= Albert Mountain Horse =

Indigenous Canadian Soldier

Albert Mountain Horse (Kukutosi-poota; 25 December 1893 - 19 November 1915) was an Indigenous Canadian soldier.

Mountain Horse was born on the Blood Indian Reserve to Mountain Horse and Sikski. His parents were heavily involved in Indigenous traditional societies and he was dedicated at birth to the Above-Person. He attended the St. Paul's Boarding School, headed by Samuel Henry Middleton, where he joined a cadet corps. He later attended a Calgary military school. At the outbreak of the First World War he was a commissioned officer in the Canadian Militia with the rank of lieutenant with the 23rd Alberta Rangers and was working as a cadet instructor, but he enlisted as a private with the Canadian Expeditionary Force in order to deploy sooner. He was likely the first Indigenous man from Alberta to enlist.

Although he survived the Second Battle of Ypres, he was subsequently gassed twice and was sent back to Canada to convalesce. However, the impact of the gas on his lungs resulted in his death from tuberculosis the day after his arrival. His funeral was led by John William Tims.

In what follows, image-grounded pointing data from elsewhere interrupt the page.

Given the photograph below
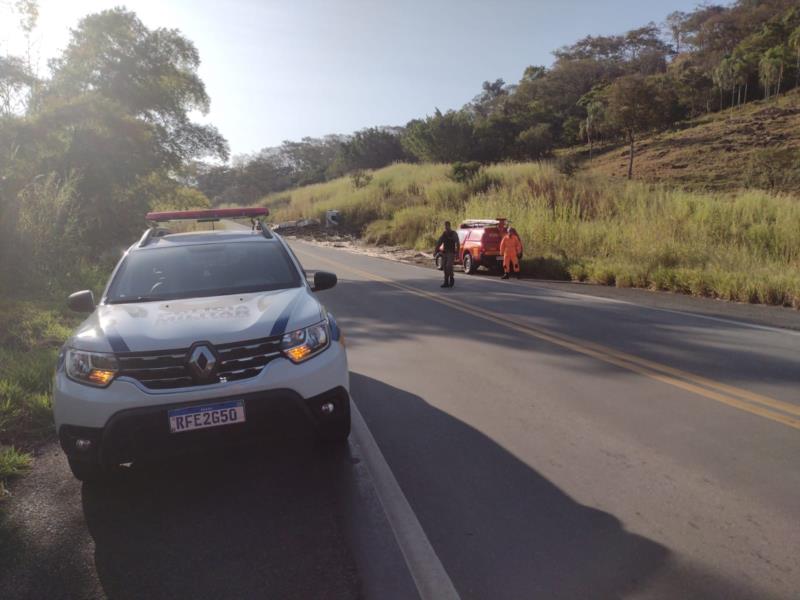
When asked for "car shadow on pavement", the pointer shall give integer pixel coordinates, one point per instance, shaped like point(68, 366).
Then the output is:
point(253, 521)
point(501, 529)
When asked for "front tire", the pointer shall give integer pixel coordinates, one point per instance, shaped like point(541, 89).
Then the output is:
point(337, 430)
point(469, 265)
point(89, 472)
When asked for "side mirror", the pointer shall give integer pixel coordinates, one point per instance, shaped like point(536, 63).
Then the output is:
point(324, 281)
point(82, 301)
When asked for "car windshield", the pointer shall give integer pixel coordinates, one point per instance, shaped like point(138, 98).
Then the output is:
point(202, 270)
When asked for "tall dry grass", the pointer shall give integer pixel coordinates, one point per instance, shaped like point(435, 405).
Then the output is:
point(743, 246)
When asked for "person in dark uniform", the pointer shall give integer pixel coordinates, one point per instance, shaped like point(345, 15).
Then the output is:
point(450, 245)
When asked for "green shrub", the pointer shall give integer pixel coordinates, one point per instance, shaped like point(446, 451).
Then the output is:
point(462, 172)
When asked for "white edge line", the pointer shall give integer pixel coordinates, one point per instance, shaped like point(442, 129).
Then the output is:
point(430, 577)
point(567, 293)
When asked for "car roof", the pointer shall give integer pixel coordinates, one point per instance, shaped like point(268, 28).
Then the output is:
point(223, 236)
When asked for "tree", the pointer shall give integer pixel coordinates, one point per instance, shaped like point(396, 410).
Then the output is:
point(794, 43)
point(370, 148)
point(150, 74)
point(635, 104)
point(770, 70)
point(16, 83)
point(675, 23)
point(443, 137)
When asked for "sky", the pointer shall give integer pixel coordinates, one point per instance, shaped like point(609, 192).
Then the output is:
point(285, 69)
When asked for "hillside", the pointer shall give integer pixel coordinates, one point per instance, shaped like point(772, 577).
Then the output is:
point(722, 151)
point(587, 227)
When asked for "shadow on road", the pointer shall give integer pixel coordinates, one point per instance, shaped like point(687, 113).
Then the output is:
point(261, 520)
point(501, 529)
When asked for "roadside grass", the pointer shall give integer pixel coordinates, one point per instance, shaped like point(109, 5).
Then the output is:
point(30, 336)
point(742, 246)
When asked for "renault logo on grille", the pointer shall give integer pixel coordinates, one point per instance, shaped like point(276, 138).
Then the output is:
point(202, 363)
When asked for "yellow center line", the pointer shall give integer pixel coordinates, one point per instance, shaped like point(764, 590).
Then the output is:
point(729, 395)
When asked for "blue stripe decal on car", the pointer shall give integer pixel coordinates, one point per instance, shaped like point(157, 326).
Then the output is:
point(279, 328)
point(336, 333)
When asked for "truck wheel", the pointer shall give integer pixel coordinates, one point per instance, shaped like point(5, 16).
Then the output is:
point(88, 472)
point(469, 265)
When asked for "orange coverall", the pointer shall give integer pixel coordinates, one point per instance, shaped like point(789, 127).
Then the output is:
point(511, 247)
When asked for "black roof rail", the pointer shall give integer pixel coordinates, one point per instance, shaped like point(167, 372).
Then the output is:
point(259, 225)
point(152, 232)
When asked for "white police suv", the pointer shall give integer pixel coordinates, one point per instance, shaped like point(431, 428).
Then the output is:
point(199, 337)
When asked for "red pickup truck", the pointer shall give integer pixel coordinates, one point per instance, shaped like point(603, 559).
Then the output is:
point(480, 245)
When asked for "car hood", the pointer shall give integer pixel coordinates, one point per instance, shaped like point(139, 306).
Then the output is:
point(174, 324)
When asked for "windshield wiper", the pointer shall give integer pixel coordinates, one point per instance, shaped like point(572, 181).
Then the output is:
point(137, 299)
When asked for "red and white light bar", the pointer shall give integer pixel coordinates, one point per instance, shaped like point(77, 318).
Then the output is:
point(210, 214)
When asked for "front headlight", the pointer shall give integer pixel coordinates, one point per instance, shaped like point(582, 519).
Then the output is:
point(92, 368)
point(302, 344)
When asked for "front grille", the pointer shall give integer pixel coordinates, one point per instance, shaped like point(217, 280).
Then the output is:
point(166, 369)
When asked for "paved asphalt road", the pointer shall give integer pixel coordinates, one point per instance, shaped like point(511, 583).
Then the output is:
point(551, 445)
point(589, 449)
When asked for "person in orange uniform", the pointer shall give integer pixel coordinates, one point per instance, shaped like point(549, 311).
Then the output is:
point(511, 247)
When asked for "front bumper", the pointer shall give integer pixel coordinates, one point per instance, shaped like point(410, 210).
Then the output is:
point(144, 433)
point(78, 404)
point(491, 260)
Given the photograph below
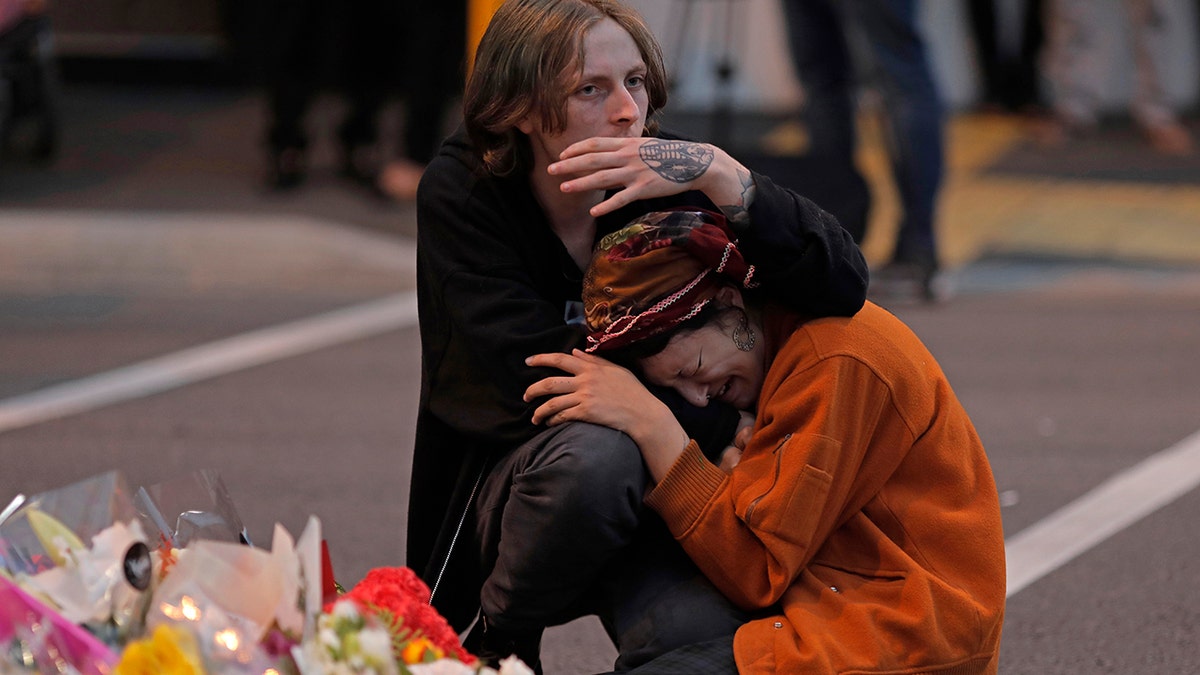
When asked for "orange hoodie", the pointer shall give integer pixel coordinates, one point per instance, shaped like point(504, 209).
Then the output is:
point(863, 509)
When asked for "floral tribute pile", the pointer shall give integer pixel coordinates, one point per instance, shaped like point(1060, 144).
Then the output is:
point(97, 580)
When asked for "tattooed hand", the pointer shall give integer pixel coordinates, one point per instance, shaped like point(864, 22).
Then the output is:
point(642, 168)
point(677, 161)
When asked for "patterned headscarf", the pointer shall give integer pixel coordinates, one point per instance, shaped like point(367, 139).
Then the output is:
point(657, 272)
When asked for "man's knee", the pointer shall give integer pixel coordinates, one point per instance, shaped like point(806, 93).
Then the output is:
point(598, 458)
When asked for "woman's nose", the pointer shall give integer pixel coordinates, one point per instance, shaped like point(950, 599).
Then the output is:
point(696, 394)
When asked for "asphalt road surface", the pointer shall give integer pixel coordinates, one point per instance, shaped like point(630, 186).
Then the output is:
point(157, 326)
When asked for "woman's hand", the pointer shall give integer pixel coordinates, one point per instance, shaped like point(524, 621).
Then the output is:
point(600, 392)
point(732, 453)
point(643, 168)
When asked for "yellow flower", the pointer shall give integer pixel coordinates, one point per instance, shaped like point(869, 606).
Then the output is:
point(169, 650)
point(420, 650)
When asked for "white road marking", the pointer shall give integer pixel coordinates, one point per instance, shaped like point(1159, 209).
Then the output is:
point(213, 359)
point(1103, 512)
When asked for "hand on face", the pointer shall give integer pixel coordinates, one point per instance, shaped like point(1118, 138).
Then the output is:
point(641, 168)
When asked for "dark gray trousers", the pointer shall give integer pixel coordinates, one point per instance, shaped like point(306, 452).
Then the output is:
point(562, 526)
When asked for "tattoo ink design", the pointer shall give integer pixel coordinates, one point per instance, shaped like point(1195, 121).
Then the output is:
point(677, 161)
point(739, 214)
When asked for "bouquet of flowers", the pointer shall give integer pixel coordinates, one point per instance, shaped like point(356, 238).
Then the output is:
point(96, 581)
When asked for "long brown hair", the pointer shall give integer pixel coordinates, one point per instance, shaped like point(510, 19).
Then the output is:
point(527, 61)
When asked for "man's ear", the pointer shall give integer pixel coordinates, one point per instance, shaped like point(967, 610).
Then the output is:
point(527, 124)
point(730, 296)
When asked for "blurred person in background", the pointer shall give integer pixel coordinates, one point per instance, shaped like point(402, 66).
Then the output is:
point(1078, 72)
point(835, 42)
point(1008, 37)
point(315, 43)
point(433, 65)
point(29, 82)
point(532, 527)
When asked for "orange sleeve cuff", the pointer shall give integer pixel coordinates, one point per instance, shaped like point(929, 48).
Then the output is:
point(687, 490)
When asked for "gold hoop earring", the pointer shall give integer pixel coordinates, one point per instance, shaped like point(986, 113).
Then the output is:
point(743, 335)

His service and death was controversial. The Blood had been assured of protection by Treaty 7 and felt that in encouraging Mountain Horse to enlist Middleton had breached this treaty. After Mountain Horse's death his mother attempted to stab Middleton. The agent for the reserve argued on the basis of Mountain Horse's death that Indigenous peoples should not be enlisted because of their "tendency to develop consumption" (tuberculosis).

After Albert's death his brothers Joe and Mike Mountain Horse enlisted and were sent overseas, "no doubt to seek revenge".